Subject Area Molecular Biology and Physiology of Neurons and Glial Cells
Term from 2014 to 2022
Project identifier Deutsche Forschungsgemeinschaft (DFG) - Project number 245861656
 
Despite intensive study in the past on the problem of how information is processed in the brain to enable individual organisms to adapt to their continuously changing environment, little progress has been made on how memory traces emerge in neuronal networks during learning. Current theories suggest that experience-dependent modifications of synaptic weights enable a selected group of neurons to form a new cell association during learning which represents the new memory trace (Buzsáki, 2010). However, how cell associations emerge in space and time and how GABAergic cells may contribute to this process is still largely unknown. We hypothesise that long-lasting plastic changes in the efficacy of glutamatergic transmission onto GABAergic inhibitory cells are essential for this process. We aim to address this fundamental hypothesis at granule cell (GC) output synapses targeting parvalbumin (PV)-expressing perisomatic-inhibitiory interneurons (PVIs) and somatostatin (SOM)-positive dendritic-inhibitory interneurons (SOMIs) in the rodent dentate gyrus (DG).
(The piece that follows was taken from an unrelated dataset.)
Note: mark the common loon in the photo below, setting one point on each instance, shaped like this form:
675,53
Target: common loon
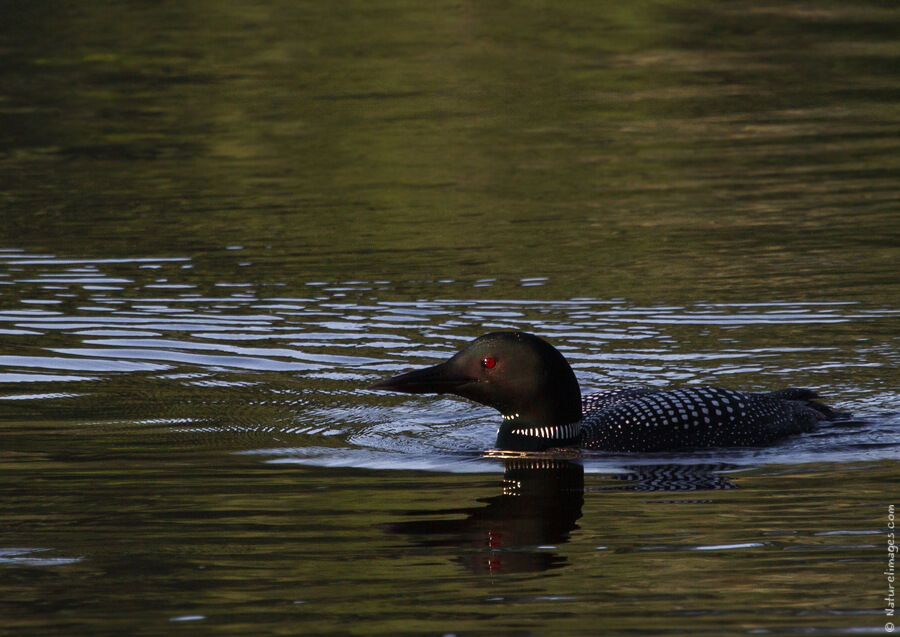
535,389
In the last funding period, we gained detailed knowledge on the molecular mechanisms underlying long-lasting plastic changes at GC-PVI terminals (Hainmüller et al., 2014). Here, we aim (1) to determine the main molecular signalling cascades underlying plastic changes at glutamatergic inputs onto DG-SOMIs by using whole-cell recordings in hippocampal slice preparations (Yuan, Meyer et al., 2017). (2) Together with our knowledge on DG’s cellular elements and their inter-connectivity, we will examine the spatial and temporal activity patterns of cell populations in the DG during spatial learning in a virtual-reality using 2-Photon (2P) imaging. (3) Based on our knowledge gained during the 1st funding period on the molecular mechanisms underlying PVI plasticity, we will determine their role in cell assembly formation and behavior by applying optogenetic and molecular interference tools established by our partners. Thus, the here proposed project in the 2nd funding period will provide detailed information on the role of interneuron (IN) plasticity in cell assembly formation and thereby to information processing in the DG.